Il y a enfin ceux qui sont nés super-héros ou prédestinés à le devenir. Ce sont eux qu’y incarnent le mieux le poids du destin. Comme Buffy, ils sont "élus" par on ne sait trop qui, capables de remonter le temps comme Tru, l’héroïne de Tru Calling ou d’avoir des visions, comme Allison Dubois, de Medium. Ces héros là, encore plus que leurs « collègues » accidentés, ont une mission, ordonnée par une force ou un être obscur. Super-héro suprême revu par le monde des séries pour adolescents, le Clark Kent de Smallville en est l’incarnation parfaite, jeune homme ordinaire couvant en lui un Autre surpuissant, se voulant un avenir d’humain quand son père génétique, Jor-El, lui impose un destin de surhomme. Cette lutte pour le libre-arbitre, c’est aussi celle des 4400, enlevés puis renvoyés sur terre avec une mission et des pouvoirs, humains "modifiés" malgré eux, victimes d’un futur qu’ils ignorent par définition.

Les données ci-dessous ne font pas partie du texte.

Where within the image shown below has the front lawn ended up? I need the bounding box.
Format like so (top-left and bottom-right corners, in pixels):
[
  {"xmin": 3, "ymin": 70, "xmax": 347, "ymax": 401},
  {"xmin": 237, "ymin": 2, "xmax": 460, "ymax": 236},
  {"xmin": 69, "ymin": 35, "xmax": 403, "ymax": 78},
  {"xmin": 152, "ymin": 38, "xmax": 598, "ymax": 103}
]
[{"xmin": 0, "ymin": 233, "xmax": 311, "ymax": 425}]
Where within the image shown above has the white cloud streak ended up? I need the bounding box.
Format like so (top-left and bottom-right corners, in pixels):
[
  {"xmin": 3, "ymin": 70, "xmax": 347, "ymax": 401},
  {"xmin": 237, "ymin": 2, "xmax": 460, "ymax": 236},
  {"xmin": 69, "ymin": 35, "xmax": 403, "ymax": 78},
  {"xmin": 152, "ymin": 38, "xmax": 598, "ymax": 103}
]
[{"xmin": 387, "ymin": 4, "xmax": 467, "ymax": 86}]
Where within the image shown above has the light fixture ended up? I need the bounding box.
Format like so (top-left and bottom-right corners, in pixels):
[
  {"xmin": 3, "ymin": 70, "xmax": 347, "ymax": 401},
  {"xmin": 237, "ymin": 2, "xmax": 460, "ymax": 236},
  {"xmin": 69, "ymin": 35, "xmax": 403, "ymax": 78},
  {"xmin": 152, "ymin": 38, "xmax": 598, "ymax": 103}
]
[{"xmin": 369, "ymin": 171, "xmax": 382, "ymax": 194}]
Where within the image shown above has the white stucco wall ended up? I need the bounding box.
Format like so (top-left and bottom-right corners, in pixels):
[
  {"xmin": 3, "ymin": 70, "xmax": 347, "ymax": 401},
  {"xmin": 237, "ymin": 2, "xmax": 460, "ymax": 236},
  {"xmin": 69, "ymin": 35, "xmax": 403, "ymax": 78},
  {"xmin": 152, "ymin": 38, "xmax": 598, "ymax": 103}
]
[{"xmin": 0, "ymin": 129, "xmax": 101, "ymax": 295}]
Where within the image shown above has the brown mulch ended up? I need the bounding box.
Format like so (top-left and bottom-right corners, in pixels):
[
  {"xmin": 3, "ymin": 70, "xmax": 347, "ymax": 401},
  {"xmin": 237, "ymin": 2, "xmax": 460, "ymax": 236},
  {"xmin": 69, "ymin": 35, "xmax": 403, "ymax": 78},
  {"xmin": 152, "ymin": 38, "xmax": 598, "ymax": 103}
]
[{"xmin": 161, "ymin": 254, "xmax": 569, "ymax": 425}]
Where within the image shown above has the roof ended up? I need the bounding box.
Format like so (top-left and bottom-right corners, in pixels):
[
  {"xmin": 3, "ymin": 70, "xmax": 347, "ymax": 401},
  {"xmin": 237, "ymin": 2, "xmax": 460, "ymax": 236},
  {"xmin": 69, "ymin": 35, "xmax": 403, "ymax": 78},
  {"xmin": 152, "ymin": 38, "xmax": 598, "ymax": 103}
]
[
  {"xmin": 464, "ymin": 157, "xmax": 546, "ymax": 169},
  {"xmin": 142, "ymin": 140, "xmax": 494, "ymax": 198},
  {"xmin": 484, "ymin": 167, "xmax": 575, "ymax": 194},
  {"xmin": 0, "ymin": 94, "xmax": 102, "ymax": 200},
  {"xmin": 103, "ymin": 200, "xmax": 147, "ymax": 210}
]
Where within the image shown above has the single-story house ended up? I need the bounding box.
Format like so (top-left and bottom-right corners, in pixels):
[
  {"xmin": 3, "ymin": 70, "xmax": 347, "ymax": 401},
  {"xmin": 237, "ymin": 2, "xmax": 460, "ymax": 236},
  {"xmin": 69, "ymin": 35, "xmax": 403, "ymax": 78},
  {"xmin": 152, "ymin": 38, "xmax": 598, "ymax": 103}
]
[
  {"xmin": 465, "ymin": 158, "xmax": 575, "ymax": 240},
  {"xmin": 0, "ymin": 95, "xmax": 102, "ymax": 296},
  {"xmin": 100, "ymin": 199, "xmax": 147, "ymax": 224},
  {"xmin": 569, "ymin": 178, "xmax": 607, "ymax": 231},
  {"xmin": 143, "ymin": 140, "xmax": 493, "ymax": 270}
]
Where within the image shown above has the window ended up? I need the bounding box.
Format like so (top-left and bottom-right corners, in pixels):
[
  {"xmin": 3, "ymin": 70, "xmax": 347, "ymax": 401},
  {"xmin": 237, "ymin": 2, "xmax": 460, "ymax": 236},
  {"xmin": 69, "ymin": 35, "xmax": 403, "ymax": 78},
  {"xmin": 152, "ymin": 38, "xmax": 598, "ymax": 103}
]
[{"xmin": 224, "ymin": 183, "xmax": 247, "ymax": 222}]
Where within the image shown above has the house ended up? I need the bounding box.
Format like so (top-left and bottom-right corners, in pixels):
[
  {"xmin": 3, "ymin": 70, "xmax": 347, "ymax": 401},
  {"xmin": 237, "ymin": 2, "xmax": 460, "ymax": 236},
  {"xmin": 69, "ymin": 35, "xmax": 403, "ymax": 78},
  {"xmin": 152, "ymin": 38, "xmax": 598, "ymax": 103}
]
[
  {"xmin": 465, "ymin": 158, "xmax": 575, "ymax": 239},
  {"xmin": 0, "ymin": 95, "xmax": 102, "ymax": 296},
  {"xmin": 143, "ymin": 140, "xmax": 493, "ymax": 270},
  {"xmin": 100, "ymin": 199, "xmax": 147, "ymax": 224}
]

Pour tous ces super-héros, le pouvoir est une maladie, un cancer, une part intégrante de leur être, une force qui vit en eux, par eux, mais qu’ils peinent à contrôler. Rares sont les personnages qui voient leurs capacités décroîtrent. Bien au contraire, comme la maladie grandit, les pouvoirs augmentent sans cesse. Pour chaque exploit incroyable qu’ils permettent, ce sont autant de douleurs, de nuisances et d’efforts. Tru Davies, l’héroïne de Tru Calling, ne souhaite jamais remonter le temps. Elle ne contrôle absolument pas son pouvoir, pas plus que Hulk, que la colère transforme en indestructible géant vert. Concrètement malade, car "mal finie", Max, l’ange nocturne de Dark Angel, doit faire face aux crises à répétition que son métabolisme modifié lui fait endurer ; Jake 2.0 doit lui subir des "contrôles techniques" et des injections lui permettant de garder le contrôle de son corps. Les 4400, plus fragiles encore, meurent de leurs pouvoirs, s’autodétruisent comme les victimes de la météorite qui a transporté Clark Kent sur terre. Superman lui-même, sous l’emprise de la kryptonite rouge, devient un autre incontrôlable.

Torturés, souvent obligés de cacher leur différence, les héros souffrent de leurs pouvoirs. S’ils sont conscients de l’aide qu’ils peuvent et, semble-t-il, doivent apporter à l’humanité, ils sont bien souvent tentés de s’en débarrasser, pour redevenir de simples humains. C’est ce choix entre l’état d’Homme et celui de super-héros qui porte Smallville et Les 4400, où les personnages semblent hésiter entre une vie normale et une existence à la marge. En effet, l’univers de ces séries, et de l’ensemble de celles citées plus haut, est bien loin de tout manichéisme. Les super-héros n’y sont pas des figures admirées de tous. Ils doivent, membres plus ou moins "visibles" d’une nouvelle minorité, trouver leur place.